歳の差 ~15歳年下男子は、恋愛対象ですか?~
言葉が見つからない。
どう言えば、誤解の無いように北原くんに伝わるのだろうか。

でも・・・もうそのまま言うしかない。


「電話した時・・・会いたいって言えなかった。断られるの、怖くて。会いたいのは、私だけかもしれないって思ったから。」

「え?」

「私も、ありえないって考えてた。ずっと、私と一緒にいたいと思ってくれるなんて」

「原田さん・・・」

「だから『ずっと一緒にいたい』って言えなかった。北原くんの負担になりたくなかったから」


言い終えて、涙があふれた。
まばたきしたら、すぐにこぼれ落ちるほど。

ずっと黙ってた北原くんが、目を伏せて微笑んだ。


「困った。こういう時って、どうしたらいいのかな」


そう言うと、一度離れた私を自分に引き寄せた。


「俺もおんなじ。真剣に言ったら困らせるだけだと思って、ずっと言えなかった。言えないけど、好きな気持ちは止められないし、苦しかった」

「うん・・・」

「だって俺、本当に何も無いよ。まだ学生だし、お金も無いし、サッカーもできないし」

「知ってる」

「だったらどうして・・・」

「じゃあ、私のことは社会人でお金があるから、好きになった?」

「それは・・・」


ただ一緒にいたいと感じる何かが、あったからだよね。

それって、形として目に見えたり、何か目安になる数値があるわけじゃないから、本当に感覚的なものだろうけど。

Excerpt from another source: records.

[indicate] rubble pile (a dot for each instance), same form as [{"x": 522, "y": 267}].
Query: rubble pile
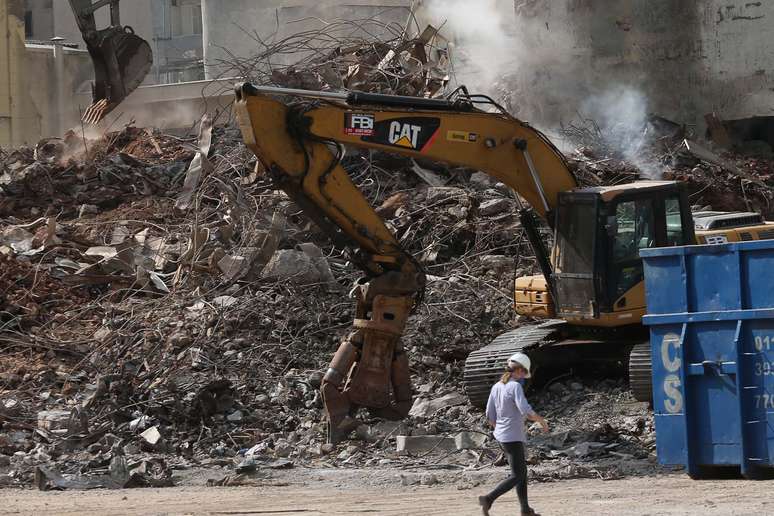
[
  {"x": 365, "y": 55},
  {"x": 163, "y": 307},
  {"x": 186, "y": 324},
  {"x": 722, "y": 178}
]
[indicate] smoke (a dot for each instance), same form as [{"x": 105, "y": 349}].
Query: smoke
[
  {"x": 621, "y": 115},
  {"x": 483, "y": 48},
  {"x": 536, "y": 70}
]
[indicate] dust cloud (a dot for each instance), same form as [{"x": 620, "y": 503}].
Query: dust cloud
[
  {"x": 505, "y": 52},
  {"x": 483, "y": 49}
]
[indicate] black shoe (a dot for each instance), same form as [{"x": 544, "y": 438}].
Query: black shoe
[{"x": 485, "y": 504}]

「原田さんと一緒にいたいって、それだけ思ってた。なんて言うか、一緒にいると、ひとりじゃできないことができる気がし
て。何かしてほしいとかそういうことじゃなくて、一緒にいてくれたら嬉しい」

「私も、ひとりだったら気付かないようなこと、一緒だったら気付けるかなって。ただ一緒にいて、泣いたり笑ったりするだけでも、あー幸せだなって感じられる相手かなと思った」


北原くんが、手をつなぐようにして私の手をつかんだ。


「俺、もう一回聞くけど」

「うん、何?」

「俺、原田さんのこと好きになっていいよね?」

「・・・もう、好きなんでしょ?」

「そうだけど」

「私も、もう一回聞こうかな」

「何を?」

「どのくらい、一緒にいてくれる?」

「それは・・・」

「うん」


私の耳元で『死ぬまで』とささやいた。
あー、もう、倒れそう・・・♡


「あ、でもどうしよう」

「何?」

「俺、あの人に、原田さん諦めろって言われたんだった」

「あー・・・中谷さん」

「ちゃんと言わなきゃな」

「それね、いらない」

「え? いらないってどういうこと?」

「付き合うとか、そういうの無かった事になったから、もういらないの」

「無かった事になった? それ本当?」

「本当に。なんだかね、一緒に映画行くような人も現れるとか、最近素敵なことも起こってるらしいよ」

「何がどうなってるのか理解できない・・・」

「いいのいいの」

「ってことは・・・」

「そう。誰にも遠慮はいらない・・・ってことかな」


じゃあ、と北原くんは私にキスをして。
その後、私が北原くんの首に両手を回してキスをして。

それから朝までの間。
私たちは、数え切れないほどのキスをした。